= James Freeburn =

Scottish engineer, inventor and industrial designer

James Freeburn (1808 – 5 August 1876) was a Scottish engineer, inventor and industrial designer.

He was born in 1808 in the parish of St. Cuthbert's, Midlothian. At an early age he was apprenticed to a baker. At the age of seventeen he enlisted in the 7th battalion of the Royal Artillery, and for a time served as gunner and driver. In December 1827 he was made bombardier(an archaic name for artillery crewman) and then in May 1831 corporal.

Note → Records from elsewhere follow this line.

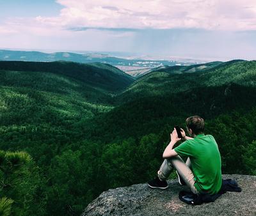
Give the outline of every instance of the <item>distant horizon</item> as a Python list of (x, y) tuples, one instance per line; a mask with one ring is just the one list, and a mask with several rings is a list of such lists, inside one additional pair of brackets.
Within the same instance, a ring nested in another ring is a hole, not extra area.
[(256, 59), (254, 0), (10, 0), (0, 7), (6, 49)]
[(245, 61), (255, 61), (255, 59), (248, 59), (246, 58), (218, 58), (218, 57), (195, 57), (195, 56), (161, 56), (159, 54), (150, 55), (146, 53), (136, 53), (125, 51), (108, 51), (108, 50), (53, 50), (53, 49), (10, 49), (6, 47), (0, 47), (1, 50), (6, 50), (10, 51), (23, 51), (23, 52), (40, 52), (46, 54), (52, 54), (56, 52), (70, 52), (79, 54), (108, 54), (111, 57), (117, 57), (120, 58), (129, 58), (132, 59), (164, 59), (164, 60), (175, 60), (175, 59), (190, 59), (190, 60), (197, 60), (200, 61), (211, 62), (211, 61), (228, 61), (236, 59), (241, 59)]

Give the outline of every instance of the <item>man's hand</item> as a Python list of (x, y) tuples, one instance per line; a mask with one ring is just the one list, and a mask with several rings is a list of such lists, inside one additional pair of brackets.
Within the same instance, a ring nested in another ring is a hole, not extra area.
[[(184, 130), (183, 130), (183, 132), (184, 132)], [(172, 132), (170, 134), (170, 136), (171, 136), (171, 142), (172, 143), (176, 143), (177, 142), (179, 141), (181, 139), (180, 138), (178, 137), (178, 134), (177, 133), (175, 128), (174, 128), (174, 130), (172, 131)], [(182, 135), (182, 137), (183, 137), (183, 135)]]
[(182, 138), (185, 139), (186, 138), (186, 133), (185, 133), (185, 131), (182, 128), (180, 128), (180, 133), (181, 133), (181, 135), (182, 135)]

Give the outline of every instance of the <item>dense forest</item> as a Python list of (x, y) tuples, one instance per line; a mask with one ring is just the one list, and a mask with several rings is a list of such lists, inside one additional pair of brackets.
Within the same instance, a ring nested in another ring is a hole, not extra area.
[(108, 189), (147, 181), (173, 126), (195, 114), (223, 173), (256, 174), (255, 82), (255, 61), (136, 80), (101, 63), (0, 61), (0, 214), (77, 215)]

In January 1835 he was appointed sergeant and finally in April 1844 sergeant-major. From May 1837 to September 1840 he served abroad in the West Indies. On his return home he began to devote his attention to the subject of explosives. During 1846 he was commissioned quartermaster of the 10th battalion Royal Artillery. There he invented an elaborate series of metal and wood fuses for exploding live artillery shells both on 'concussion' and by 'time'. In 1847 he effected improvements on his original idea and his fuses were approved by the Master-General of the Ordnance then adopted in Her Majesty's Forces. Freeburn continued in the Royal Artillery until 21 April 1856, when he retired with the honorary rank of captain, on retired half-pay of 10s Per diem.

He died at Plumstead on 5 August 1876.